Scraping book information from the Internet

Some time ago, I wanted to experiment a bit with book recommendation systems. I did not find any good Persian dataset of books, along with their information (title, authors, translators, ratings, etc.). There were some English ones, mainly scraped from GoodReads lists, but I didn't like them either. So I decided to create a Persian dataset of books and learn how to use selenium for web scraping along the way, which is something I wanted to learn for quite some time.

So, this is how this repository was born:)

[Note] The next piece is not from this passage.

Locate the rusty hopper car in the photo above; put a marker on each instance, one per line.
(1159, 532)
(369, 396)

So far I have written some code to extract an individual book's information from its webpage. In particular I extract:

  • URL
  • Title
  • Authors and Translators
  • ISBN
  • Genres
  • Publisher
  • Publication date
  • Publication count
  • Ratings
  • Number of pages
  • Description
  • Image URL

This code scraps data from this website.

In the future, I should also add a crawler to automatically extract the URL of book pages and use it along with the current code to create a dataset.
UPDATE: Dataset creation is finished. Using 24 threads of execution, it took ~4 hours to scrape 26,202 records. The dataset is stored in books.json and can also be downloaded from the zip file in the data directory.

Then perhaps a little bit of cleaning, removing duplicated and such, and that will be it.

I have some vague ideas of creating a graph from this dataset and run some GNNs on it, but there is no time for them now, so maybe in some distant future!